Doctorante à l'IPHST


L'histoire de la classification du vivant : une introduction

La classification du vivant de l'Antiquité à la Renaissance

La révolution linnéenne

Classification et évolution aux 19ème et 20ème siècles


fleche Étude de textes historiques associés à l’histoire des classifications






L'histoire de la classification du vivant : une introduction


Pourquoi classer le vivant ?

Les classifications du vivant qui ont vu le jour depuis l'Antiquité ont répondu à des besoins différents, dépendant à la fois des objectifs des hommes établissant ces classifications et de leur perception du monde. Deux de ces besoins méritent d'être mentionnés. D'une part, des besoins d'ordre pratique, donnant naissance à des classifications dites utilitaires. C'est le cas des classifications développées jusqu'à la Renaissance, qui visaient par exemple à faciliter l'utilisation médicinale des plantes, ou bien encore à favoriser la communication entre biologistes concernant la faune et la flore mondiales. D'autre part, le besoin de comprendre l'organisation de la nature, et de pouvoir correctement attribuer une place à un être vivant dans cet ordre. Les classifications qui en sont issues sont dites naturelles ; elles ont elles-mêmes évolué au fur et à mesure que les scientifiques ont apporté des réponses nouvelles au problème des causes de la diversité du monde vivant.



L'histoire de la classification du vivant : une histoire mouvementée

L'histoire de la classification du vivant est étroitement liée à l'histoire de la conception que l'homme se fait du monde, et de son rapport à la nature. Elle relève ainsi non seulement d'une démarche scientifique, mais également d'un discours philosophique : le monde vivant présente-t-il de réelles discontinuités, ou est-il fondamentalement continu, rendant ainsi toute classification arbitraire ? L'espèce est-elle une entité naturelle, ou une entité abstraite sans existence objective ? L'histoire de la classification du vivant est de ce fait jalonnée de nombreux débats, controverses, et surtout de profonds changements.

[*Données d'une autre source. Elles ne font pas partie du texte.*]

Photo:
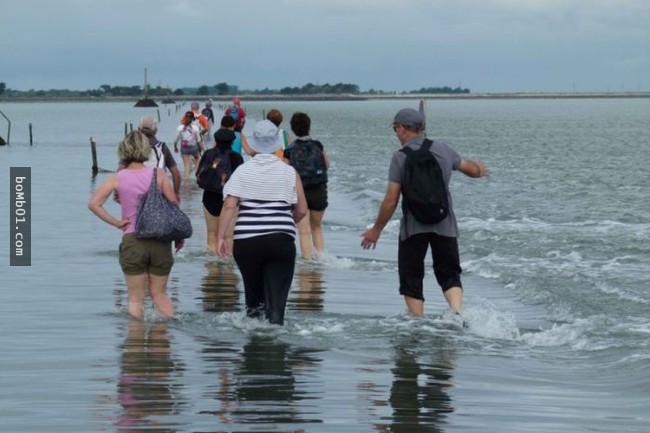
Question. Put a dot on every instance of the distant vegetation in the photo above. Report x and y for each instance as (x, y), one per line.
(220, 89)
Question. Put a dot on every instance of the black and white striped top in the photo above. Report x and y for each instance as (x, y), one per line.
(266, 188)
(259, 217)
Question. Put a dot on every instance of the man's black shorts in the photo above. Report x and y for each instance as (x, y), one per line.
(411, 255)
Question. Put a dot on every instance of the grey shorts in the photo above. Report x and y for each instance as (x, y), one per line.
(141, 256)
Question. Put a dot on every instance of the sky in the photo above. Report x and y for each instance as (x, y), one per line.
(391, 45)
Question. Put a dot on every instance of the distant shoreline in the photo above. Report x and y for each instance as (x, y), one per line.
(433, 96)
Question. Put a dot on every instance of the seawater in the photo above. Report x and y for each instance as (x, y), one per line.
(554, 248)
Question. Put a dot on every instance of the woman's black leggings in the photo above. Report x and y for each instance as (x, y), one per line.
(267, 264)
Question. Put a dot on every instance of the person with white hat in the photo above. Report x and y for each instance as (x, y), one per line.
(264, 242)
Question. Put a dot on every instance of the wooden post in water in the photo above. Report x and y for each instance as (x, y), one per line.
(3, 142)
(93, 149)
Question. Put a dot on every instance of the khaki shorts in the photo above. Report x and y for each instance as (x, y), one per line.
(141, 256)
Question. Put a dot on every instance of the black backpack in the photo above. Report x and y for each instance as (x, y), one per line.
(306, 156)
(424, 193)
(214, 170)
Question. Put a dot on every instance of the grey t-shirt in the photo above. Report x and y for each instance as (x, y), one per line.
(449, 160)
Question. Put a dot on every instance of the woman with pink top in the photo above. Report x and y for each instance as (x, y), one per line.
(143, 261)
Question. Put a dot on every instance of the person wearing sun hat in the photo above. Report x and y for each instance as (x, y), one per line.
(264, 242)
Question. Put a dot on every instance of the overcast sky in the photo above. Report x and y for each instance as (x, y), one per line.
(392, 45)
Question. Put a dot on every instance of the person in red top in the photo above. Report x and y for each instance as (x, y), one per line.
(200, 120)
(237, 112)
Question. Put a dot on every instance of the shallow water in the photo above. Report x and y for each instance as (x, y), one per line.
(553, 246)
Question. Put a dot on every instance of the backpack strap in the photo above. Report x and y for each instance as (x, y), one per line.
(160, 155)
(426, 144)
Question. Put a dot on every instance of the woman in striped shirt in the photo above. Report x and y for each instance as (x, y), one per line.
(271, 201)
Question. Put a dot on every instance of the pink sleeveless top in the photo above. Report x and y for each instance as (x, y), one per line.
(131, 184)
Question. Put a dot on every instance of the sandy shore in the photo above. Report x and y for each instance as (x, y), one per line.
(350, 97)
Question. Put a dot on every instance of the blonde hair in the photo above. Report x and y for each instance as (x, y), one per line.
(134, 148)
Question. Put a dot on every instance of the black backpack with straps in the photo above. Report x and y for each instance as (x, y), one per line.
(424, 193)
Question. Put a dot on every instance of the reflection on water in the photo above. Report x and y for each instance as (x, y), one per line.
(259, 385)
(418, 399)
(146, 390)
(219, 287)
(307, 293)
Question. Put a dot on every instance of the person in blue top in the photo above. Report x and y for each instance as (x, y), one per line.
(415, 238)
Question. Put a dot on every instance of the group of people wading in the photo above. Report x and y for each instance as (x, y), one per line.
(259, 193)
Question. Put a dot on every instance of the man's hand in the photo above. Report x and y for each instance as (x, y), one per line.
(369, 238)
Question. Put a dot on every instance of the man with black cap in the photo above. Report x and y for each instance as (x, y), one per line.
(415, 237)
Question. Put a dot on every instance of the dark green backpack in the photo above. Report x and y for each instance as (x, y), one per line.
(306, 156)
(424, 193)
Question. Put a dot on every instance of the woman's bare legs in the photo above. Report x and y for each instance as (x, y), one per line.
(316, 226)
(212, 225)
(158, 291)
(304, 232)
(135, 285)
(187, 165)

La classification du vivant de l'Antiquité à la Renaissance


La classification du vivant à l'Antiquité


image






Aristote
(-384 à -322) est le premier à suggérer des critères suivant lesquels les animaux pourraient être classés. Il évoque en particulier la possession ou non de sang, ce qui préfigure la distinction entre vertébrés et invertébrés établie au 18ème siècle. Ces critères sont variés, aussi bien morphologiques que physiologiques ou comportementaux, mais l'absence de justification de leur utilisation rend la classification imprécise. Ainsi, Aristote, qui cherche à comparer les êtres vivants dans leur globalité, aboutit à une classification ne faisant de distinction qu'entre des genres, s'accordant avec les dénominations traditionnelles (homme, quadrupèdes, poissons, oiseaux, insectes, etc.), et des espèces, subdivisions des genres regroupant des individus identiques. Il développe également l'idée d'une nature continue et hiérarchise les êtres selon leur degré de perfection, depuis les êtres inanimés représentés par les minéraux, en passant par les plantes puis les animaux, jusqu'aux femmes, aux hommes, pour aboutir enfin aux astres. Cette hiérarchisation est résumée par l'idée d'une 'échelle de la nature', qui restera solidement ancrée dans la pensée occidentale jusqu'au 19ème siècle.




Si Aristote a peu traité de botanique, son disciple Théophraste propose quant à lui une classification générale des plantes. Puis, au premier siècle de notre ère, Dioscoride fait l'inventaire des plantes médicinales, alors que Pline l'Ancien décrit l'ensemble des espèces animales et végétales connues.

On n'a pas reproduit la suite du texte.